Job 6:1-30

Job 6:1-30 NIV

Then Job replied: “If only my anguish could be weighed and all my misery be placed on the scales! It would surely outweigh the sand of the seas— no wonder my words have been impetuous. The arrows of the Almighty are in me, my spirit drinks in their poison; God’s terrors are marshaled against me. Does a wild donkey bray when it has grass, or an ox bellow when it has fodder? Is tasteless food eaten without salt, or is there flavor in the sap of the mallow? I refuse to touch it; such food makes me ill. “Oh, that I might have my request, that God would grant what I hope for, that God would be willing to crush me, to let loose his hand and cut off my life! Then I would still have this consolation— my joy in unrelenting pain— that I had not denied the words of the Holy One. “What strength do I have, that I should still hope?
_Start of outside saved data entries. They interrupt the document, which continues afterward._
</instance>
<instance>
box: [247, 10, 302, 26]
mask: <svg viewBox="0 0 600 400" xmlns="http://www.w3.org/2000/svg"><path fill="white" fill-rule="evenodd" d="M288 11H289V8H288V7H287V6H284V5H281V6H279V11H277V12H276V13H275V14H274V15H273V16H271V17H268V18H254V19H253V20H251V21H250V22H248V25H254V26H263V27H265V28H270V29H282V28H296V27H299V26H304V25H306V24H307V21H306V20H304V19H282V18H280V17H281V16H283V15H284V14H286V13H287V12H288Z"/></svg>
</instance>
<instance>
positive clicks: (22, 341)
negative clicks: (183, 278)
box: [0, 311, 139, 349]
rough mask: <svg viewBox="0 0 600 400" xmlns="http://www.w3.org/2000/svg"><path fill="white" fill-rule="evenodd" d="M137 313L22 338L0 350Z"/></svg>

What prospects, that I should be patient? Do I have the strength of stone? Is my flesh bronze? Do I have any power to help myself, now that success has been driven from me? “Anyone who withholds kindness from a friend forsakes the fear of the Almighty. But my brothers are as undependable as intermittent streams, as the streams that overflow when darkened by thawing ice and swollen with melting snow, but that stop flowing in the dry season, and in the heat vanish from their channels. Caravans turn aside from their routes; they go off into the wasteland and perish. The caravans of Tema look for water, the traveling merchants of Sheba look in hope. They are distressed, because they had been confident; they arrive there, only to be disappointed. Now you too have proved to be of no help; you see something dreadful and are afraid. Have I ever said, ‘Give something on my behalf, pay a ransom for me from your wealth, deliver me from the hand of the enemy, rescue me from the clutches of the ruthless’? “Teach me, and I will be quiet; show me where I have been wrong. How painful are honest words! But what do your arguments prove? Do you mean to correct what I say, and treat my desperate words as wind? You would even cast lots for the fatherless and barter away your friend. “But now be so kind as to look at me. Would I lie to your face? Relent, do not be unjust; reconsider, for my integrity is at stake. Is there any wickedness on my lips? Can my mouth not discern malice?